Body weight and composition
Body weights were measured on a weekly basis starting at weaning (4 weeks of age) until 15 weeks. Whole body fat, fluids, and lean tissue mass were determined by NMR (Echo MRI, Houston, TX) according to the manufacturer’s recommendations. Adiposity was calculated by dividing total fat mass by total body weight.
Food intake, locomotor activity, and energy expenditure
Mice were acclimated to individual housing for 3 days and placed into TSE Phenomaster/Labmaster Metabolic Home Cages (TSE Systems, Chesterfield, MO). Real-time monitoring of food intake was assessed from spill proof bottles attached to high precision weighing sensors. Food intake per 10 minute intervals, locomotion, energy expenditure, and respiration were measured continuously over 72 hours. Daily caloric intake, number of eating events, and average consumption per event was calculated. Spontaneous locomotor activity on the x and y axis was measured every minute with infrared light beams. For energy expenditure and respiration O2 and CO2 concentrations were measured in each cage every 10 mins and the respiratory exchange ratio (RER) was calculated as VCO2/VO2. Energy expenditure was calculated using the Weir Equation (heat = kcal/hr = (3.815 + 1.232 × RER) × (VO2)). Values were normalized to body weight.
Behavior testing
All behavioral testing was performed on mice between 12–15 weeks of age.
Open field exploration
Mice were placed in a black Plexiglass box (40 × 45 × 35 cm) for one 30-min testing period. Movement was recorded and analyzed by Noldus software. Velocity, total distance traveled, and time spent in periphery versus center were analyzed. Center area was defined by a 30 × 30 cm area in the middle of the testing chamber.
Rotarod
Motor function was assessed by rotating rod testing (Rotarod #3375-M5, TSE Systems, Homburg Germany). The time before falling was measured under 4 RPM, 16 RPM, and accelerating protocols, with a maximum trial time of 120 seconds. Each mouse underwent three trials for each protocol, with each trial separated by 30 minutes and each protocol tested on a separate day.

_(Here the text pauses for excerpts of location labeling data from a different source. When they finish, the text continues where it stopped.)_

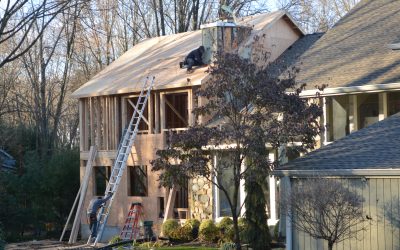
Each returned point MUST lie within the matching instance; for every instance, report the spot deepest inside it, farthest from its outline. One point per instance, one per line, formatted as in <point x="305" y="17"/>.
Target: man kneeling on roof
<point x="194" y="58"/>
<point x="94" y="206"/>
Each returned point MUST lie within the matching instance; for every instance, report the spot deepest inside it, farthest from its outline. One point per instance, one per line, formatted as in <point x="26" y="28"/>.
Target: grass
<point x="185" y="248"/>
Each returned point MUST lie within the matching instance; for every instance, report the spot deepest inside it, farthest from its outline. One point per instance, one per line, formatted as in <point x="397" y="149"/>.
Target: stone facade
<point x="200" y="198"/>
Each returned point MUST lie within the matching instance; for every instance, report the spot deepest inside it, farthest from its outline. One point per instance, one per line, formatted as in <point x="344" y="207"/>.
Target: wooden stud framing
<point x="150" y="113"/>
<point x="116" y="122"/>
<point x="157" y="112"/>
<point x="176" y="112"/>
<point x="383" y="106"/>
<point x="82" y="123"/>
<point x="190" y="107"/>
<point x="98" y="123"/>
<point x="162" y="112"/>
<point x="92" y="125"/>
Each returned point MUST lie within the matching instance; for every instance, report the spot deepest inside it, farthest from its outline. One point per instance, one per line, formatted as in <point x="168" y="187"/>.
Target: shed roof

Spontaneous alternations in the Y-maze
To test working memory, an apparatus consisting of three equivalent black Plexiglass arms (15 × 8 × 10 cm) separated by equal angles was used. Mice were placed in one arm and allowed free exploration for 10 min. The sequence and entries into each arm were recorded and percent alternation was determined from successive consecutive entries to the three different arms, divided by the total number of transitions.
Novel object exploration and recognition
To test recognition memory, mice were habituated to Makrolon cages for 15 minutes. The day after, animals explored two novel black plastic cylinders (8 cm tall × 3.5 cm in diameter) affixed to the floor and symmetrically placed 6 cm from the two nearest walls. Mice were placed in a corner, facing the center and at equal distance from the objects. Their start position was rotated and counterbalanced throughout the test. Long term memory was tested twenty-four hours later, by replacing one cylinder with a novel plastic rectangular block (6 cm tall × 3 cm × 3 cm), placed in a counterbalanced fashion to avoid experimental bias. Analysis included the number and total duration of exploratory approaches between objects. Exploration was defined as sniffing or touching the objects with the snout; sitting on the object was not considered exploration. Novel object exploration index was calculated by dividing exploration of the novel object by total exploration.
Elevated plus
Mice were tested for anxiety behavior on the elevated plus maze (67 cm arm length, 5.5 cm arm width, 39.5 cm height). Mice were allowed free exploration for 5 minutes, with movement recorded and analyzed by Noldus software. Total movement, time spent in open arms, and number of arm entries was measured.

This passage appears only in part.